According to the information commissioner and residents, more than 100 people, such as women and children, were kidnapped when armed men ransacked four villages in Nigeria’s northwestern Zamfara state on Sunday.
Abduction has become common in northwest Nigeria, with marauding gangs of armed men abducting people from villages, highways, and farms and demanding ransom from relatives.
According to Zamfara information commissioner Ibrahim Dosara and one local resident, more than 40 people were taken hostage from Kanwa village in the Zurmi local government area of Zamfara.
Another 37, mostly women and children were taken into the Kwabre community in the same local government area, the resident added, declining to be named for security reasons.
“Right now Kanwa village is deserted, the bandits divided themselves into two groups and attacked the community. They kidnapped children aged between 14 to 16 years and women,” the Kanwa village resident said.

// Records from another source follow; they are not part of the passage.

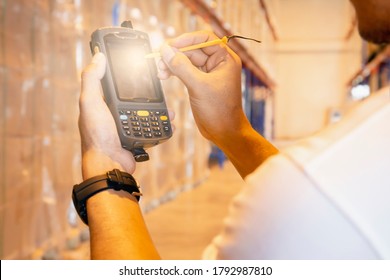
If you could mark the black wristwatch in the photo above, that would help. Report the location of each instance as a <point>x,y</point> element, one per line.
<point>115,179</point>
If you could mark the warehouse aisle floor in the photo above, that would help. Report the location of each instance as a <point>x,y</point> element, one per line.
<point>183,227</point>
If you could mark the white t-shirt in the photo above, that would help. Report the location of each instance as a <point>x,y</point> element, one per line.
<point>327,197</point>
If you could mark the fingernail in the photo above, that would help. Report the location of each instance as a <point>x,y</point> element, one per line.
<point>168,53</point>
<point>97,58</point>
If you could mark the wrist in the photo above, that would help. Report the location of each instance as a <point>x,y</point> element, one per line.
<point>95,162</point>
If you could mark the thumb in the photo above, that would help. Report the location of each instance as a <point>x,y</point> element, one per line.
<point>179,65</point>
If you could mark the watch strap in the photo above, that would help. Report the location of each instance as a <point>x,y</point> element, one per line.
<point>115,179</point>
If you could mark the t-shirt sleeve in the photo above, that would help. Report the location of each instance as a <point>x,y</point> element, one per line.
<point>281,214</point>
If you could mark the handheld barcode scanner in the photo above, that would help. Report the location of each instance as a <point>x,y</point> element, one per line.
<point>132,89</point>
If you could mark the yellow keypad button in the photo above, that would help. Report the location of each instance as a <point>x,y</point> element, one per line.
<point>143,113</point>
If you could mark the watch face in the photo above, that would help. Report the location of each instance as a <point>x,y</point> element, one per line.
<point>115,179</point>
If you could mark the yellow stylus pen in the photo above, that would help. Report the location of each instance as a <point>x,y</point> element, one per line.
<point>223,40</point>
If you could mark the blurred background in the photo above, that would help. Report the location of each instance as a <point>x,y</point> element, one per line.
<point>310,68</point>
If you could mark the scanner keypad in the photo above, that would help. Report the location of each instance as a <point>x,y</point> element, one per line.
<point>146,124</point>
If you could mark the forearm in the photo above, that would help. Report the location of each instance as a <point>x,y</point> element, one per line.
<point>246,148</point>
<point>117,227</point>
<point>115,220</point>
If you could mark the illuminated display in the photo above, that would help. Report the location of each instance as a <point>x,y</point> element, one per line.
<point>130,70</point>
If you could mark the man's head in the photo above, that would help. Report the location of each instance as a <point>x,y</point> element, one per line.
<point>373,19</point>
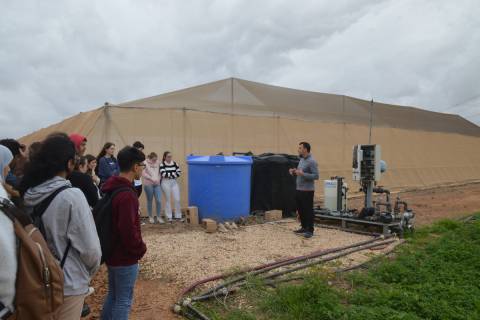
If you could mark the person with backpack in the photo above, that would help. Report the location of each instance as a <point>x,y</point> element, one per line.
<point>125,244</point>
<point>107,163</point>
<point>63,215</point>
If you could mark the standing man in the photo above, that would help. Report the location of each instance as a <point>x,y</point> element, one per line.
<point>306,173</point>
<point>128,246</point>
<point>138,182</point>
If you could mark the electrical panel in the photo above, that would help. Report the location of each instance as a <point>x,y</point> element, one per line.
<point>366,162</point>
<point>335,194</point>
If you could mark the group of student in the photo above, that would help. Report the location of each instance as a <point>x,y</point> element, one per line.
<point>56,183</point>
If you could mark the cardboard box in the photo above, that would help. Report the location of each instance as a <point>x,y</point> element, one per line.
<point>273,215</point>
<point>209,225</point>
<point>191,215</point>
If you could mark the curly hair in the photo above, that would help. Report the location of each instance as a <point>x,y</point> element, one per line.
<point>49,160</point>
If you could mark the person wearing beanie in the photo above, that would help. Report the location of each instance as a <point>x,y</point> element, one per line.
<point>80,143</point>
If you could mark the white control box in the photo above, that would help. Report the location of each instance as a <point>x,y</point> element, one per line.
<point>331,193</point>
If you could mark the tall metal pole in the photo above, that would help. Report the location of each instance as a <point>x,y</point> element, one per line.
<point>371,122</point>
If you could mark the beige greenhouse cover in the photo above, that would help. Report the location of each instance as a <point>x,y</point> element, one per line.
<point>422,148</point>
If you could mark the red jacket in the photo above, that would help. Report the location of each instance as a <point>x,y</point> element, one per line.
<point>127,237</point>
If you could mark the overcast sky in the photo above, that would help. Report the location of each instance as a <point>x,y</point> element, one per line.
<point>58,58</point>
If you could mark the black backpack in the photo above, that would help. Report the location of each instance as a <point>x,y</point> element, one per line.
<point>102,213</point>
<point>37,214</point>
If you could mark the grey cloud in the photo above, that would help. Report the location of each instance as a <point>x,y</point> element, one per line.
<point>58,58</point>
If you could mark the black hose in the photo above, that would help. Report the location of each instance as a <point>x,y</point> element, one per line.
<point>196,312</point>
<point>356,247</point>
<point>295,260</point>
<point>336,256</point>
<point>366,233</point>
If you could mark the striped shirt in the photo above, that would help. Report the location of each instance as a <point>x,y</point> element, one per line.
<point>170,170</point>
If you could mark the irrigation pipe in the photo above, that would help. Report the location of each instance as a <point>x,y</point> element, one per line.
<point>274,265</point>
<point>352,248</point>
<point>226,275</point>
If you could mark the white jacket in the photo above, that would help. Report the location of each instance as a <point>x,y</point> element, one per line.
<point>8,258</point>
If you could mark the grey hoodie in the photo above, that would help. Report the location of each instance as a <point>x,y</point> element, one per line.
<point>68,217</point>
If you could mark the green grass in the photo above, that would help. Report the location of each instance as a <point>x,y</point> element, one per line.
<point>435,275</point>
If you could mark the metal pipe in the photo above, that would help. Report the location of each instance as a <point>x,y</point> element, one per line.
<point>225,275</point>
<point>196,313</point>
<point>326,226</point>
<point>215,293</point>
<point>291,261</point>
<point>336,256</point>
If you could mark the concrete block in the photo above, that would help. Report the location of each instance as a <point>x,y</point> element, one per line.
<point>273,215</point>
<point>209,225</point>
<point>191,215</point>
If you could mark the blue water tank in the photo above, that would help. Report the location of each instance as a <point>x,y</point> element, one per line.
<point>220,186</point>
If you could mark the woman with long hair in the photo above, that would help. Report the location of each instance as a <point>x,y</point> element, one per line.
<point>170,172</point>
<point>92,167</point>
<point>107,163</point>
<point>151,184</point>
<point>68,222</point>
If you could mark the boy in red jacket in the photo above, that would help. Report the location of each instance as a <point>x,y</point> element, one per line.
<point>129,247</point>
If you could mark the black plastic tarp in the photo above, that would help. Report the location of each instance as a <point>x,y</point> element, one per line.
<point>273,188</point>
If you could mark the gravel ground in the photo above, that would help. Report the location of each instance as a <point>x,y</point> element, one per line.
<point>189,256</point>
<point>179,254</point>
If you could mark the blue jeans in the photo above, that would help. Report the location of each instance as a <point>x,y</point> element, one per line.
<point>121,281</point>
<point>151,192</point>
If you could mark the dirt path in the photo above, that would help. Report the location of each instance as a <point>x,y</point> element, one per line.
<point>153,298</point>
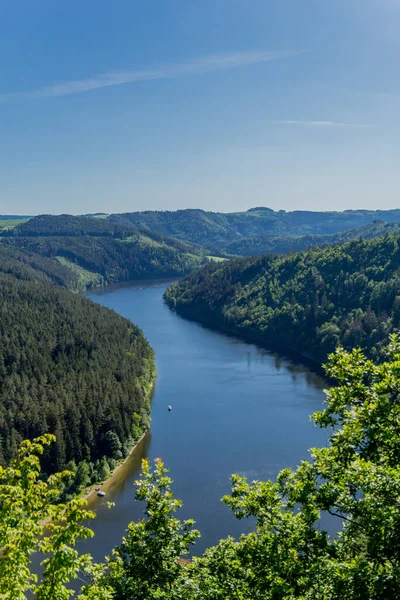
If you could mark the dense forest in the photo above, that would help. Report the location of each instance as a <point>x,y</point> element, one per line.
<point>266,244</point>
<point>94,252</point>
<point>217,230</point>
<point>286,554</point>
<point>311,301</point>
<point>68,367</point>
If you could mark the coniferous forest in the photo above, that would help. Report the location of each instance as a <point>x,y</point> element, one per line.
<point>311,302</point>
<point>68,367</point>
<point>75,379</point>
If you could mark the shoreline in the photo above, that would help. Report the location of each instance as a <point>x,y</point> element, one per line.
<point>92,489</point>
<point>291,352</point>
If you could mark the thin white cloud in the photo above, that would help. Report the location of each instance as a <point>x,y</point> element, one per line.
<point>204,65</point>
<point>322,123</point>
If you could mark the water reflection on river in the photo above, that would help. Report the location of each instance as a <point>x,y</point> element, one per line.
<point>236,408</point>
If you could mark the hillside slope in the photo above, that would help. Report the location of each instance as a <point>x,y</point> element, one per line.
<point>216,230</point>
<point>252,246</point>
<point>68,367</point>
<point>94,252</point>
<point>311,301</point>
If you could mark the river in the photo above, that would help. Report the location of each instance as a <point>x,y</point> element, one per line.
<point>236,408</point>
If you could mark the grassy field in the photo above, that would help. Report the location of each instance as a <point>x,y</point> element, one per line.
<point>216,258</point>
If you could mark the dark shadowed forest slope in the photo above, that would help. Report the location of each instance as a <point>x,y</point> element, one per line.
<point>217,230</point>
<point>311,301</point>
<point>67,366</point>
<point>95,252</point>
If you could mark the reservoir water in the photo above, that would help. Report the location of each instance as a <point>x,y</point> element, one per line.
<point>236,408</point>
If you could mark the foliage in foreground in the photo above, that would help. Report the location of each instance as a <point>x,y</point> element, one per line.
<point>356,479</point>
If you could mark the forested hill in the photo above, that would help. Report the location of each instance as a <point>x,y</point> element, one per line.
<point>94,252</point>
<point>68,367</point>
<point>265,244</point>
<point>311,301</point>
<point>216,230</point>
<point>68,225</point>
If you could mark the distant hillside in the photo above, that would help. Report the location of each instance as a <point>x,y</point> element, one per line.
<point>311,301</point>
<point>252,246</point>
<point>69,225</point>
<point>95,252</point>
<point>217,230</point>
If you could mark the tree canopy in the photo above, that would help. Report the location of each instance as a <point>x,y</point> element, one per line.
<point>287,556</point>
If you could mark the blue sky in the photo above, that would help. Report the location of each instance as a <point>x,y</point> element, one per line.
<point>218,104</point>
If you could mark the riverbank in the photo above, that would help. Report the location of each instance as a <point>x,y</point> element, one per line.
<point>94,490</point>
<point>96,487</point>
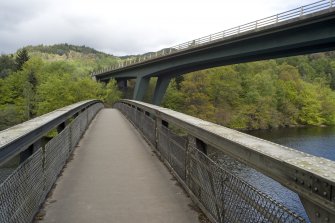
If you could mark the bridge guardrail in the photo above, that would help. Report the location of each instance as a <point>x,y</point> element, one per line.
<point>24,190</point>
<point>226,34</point>
<point>222,196</point>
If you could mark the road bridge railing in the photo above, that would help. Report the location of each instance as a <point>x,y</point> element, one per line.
<point>31,162</point>
<point>268,22</point>
<point>184,144</point>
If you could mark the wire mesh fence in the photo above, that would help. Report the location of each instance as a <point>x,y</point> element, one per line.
<point>21,193</point>
<point>225,197</point>
<point>24,189</point>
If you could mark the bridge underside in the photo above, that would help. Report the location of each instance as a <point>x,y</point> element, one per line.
<point>115,177</point>
<point>310,34</point>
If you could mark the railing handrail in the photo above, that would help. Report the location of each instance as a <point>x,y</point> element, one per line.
<point>313,178</point>
<point>16,139</point>
<point>223,35</point>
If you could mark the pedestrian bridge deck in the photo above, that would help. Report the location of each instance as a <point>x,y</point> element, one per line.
<point>114,176</point>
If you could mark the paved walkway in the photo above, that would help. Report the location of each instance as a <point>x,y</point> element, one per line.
<point>115,177</point>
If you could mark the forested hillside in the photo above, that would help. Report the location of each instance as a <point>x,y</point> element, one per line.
<point>285,92</point>
<point>293,91</point>
<point>51,77</point>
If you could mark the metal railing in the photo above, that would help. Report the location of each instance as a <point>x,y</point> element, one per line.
<point>26,187</point>
<point>226,34</point>
<point>220,193</point>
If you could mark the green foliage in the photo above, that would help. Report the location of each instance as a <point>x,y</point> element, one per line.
<point>7,65</point>
<point>268,94</point>
<point>276,93</point>
<point>21,57</point>
<point>41,86</point>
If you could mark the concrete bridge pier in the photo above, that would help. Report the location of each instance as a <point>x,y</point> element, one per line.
<point>141,87</point>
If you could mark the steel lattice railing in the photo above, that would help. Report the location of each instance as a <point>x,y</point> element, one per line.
<point>182,142</point>
<point>226,34</point>
<point>24,190</point>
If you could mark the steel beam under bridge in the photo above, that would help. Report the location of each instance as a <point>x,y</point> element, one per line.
<point>307,34</point>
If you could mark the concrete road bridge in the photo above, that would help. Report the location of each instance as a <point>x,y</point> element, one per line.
<point>138,162</point>
<point>307,29</point>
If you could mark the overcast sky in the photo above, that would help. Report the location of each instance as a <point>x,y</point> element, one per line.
<point>122,27</point>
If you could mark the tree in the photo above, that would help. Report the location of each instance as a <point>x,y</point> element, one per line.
<point>21,58</point>
<point>7,65</point>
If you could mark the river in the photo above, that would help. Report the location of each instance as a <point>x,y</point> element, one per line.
<point>318,141</point>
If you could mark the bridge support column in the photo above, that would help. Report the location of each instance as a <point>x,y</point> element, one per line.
<point>122,84</point>
<point>30,150</point>
<point>161,86</point>
<point>140,88</point>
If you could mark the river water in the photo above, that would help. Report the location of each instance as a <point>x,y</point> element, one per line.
<point>317,141</point>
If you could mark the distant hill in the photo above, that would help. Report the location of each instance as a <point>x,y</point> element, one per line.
<point>61,49</point>
<point>84,58</point>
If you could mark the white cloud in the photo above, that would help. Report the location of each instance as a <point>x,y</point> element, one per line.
<point>125,26</point>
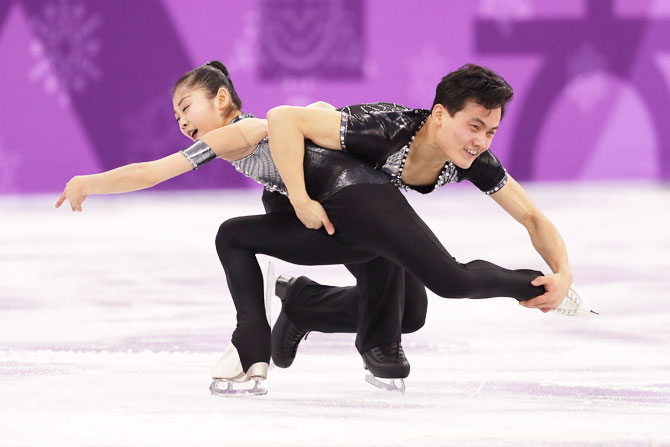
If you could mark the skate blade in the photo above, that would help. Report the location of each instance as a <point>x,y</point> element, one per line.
<point>388,386</point>
<point>270,280</point>
<point>230,391</point>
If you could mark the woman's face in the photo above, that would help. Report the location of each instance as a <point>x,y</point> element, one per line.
<point>196,114</point>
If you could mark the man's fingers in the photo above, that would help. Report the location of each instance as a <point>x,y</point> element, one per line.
<point>61,199</point>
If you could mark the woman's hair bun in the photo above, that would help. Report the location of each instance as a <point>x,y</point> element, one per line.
<point>219,66</point>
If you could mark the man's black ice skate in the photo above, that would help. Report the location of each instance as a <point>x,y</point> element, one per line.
<point>286,336</point>
<point>387,361</point>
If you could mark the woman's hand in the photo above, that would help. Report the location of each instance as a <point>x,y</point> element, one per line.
<point>74,192</point>
<point>312,215</point>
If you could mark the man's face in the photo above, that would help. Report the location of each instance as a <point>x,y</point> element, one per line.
<point>467,134</point>
<point>196,114</point>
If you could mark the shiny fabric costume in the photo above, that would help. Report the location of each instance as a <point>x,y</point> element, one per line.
<point>379,237</point>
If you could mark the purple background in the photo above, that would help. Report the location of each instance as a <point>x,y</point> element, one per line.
<point>85,85</point>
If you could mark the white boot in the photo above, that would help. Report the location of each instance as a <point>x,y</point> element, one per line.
<point>229,370</point>
<point>573,304</point>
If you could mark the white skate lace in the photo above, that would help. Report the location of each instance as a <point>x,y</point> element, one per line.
<point>570,304</point>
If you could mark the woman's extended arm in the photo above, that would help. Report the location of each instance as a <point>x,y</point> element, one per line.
<point>229,142</point>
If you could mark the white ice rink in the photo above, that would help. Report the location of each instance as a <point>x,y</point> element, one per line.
<point>111,319</point>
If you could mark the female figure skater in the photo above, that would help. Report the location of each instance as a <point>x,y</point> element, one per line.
<point>208,109</point>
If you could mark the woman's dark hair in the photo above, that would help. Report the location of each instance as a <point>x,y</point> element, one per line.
<point>473,82</point>
<point>211,76</point>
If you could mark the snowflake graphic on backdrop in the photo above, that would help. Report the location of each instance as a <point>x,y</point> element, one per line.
<point>505,12</point>
<point>588,85</point>
<point>9,169</point>
<point>65,49</point>
<point>244,47</point>
<point>426,69</point>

Residents reported that at least 38 people were kidnapped while working on their farms in the Yankaba and Gidan Goga communities of the Maradun Local Government Area.
Dosara, the information commissioner, blamed the gunmen for using captives as civilians as shields against military air raids.
Nigerian troops have carried out a series of airstrikes in Zamfara and other troubled northern states, neutralising many insurgents and forcing them to flee their hideouts in the region’s vast forest reserves.
The country’s military has also come under fire after it was discovered that some of its air raids killed civilians.
Last month, Nigeria’s Air Force said it was reviewing “all allegations of accidental air strikes on civilians as well as review the circumstances leading to such strikes.”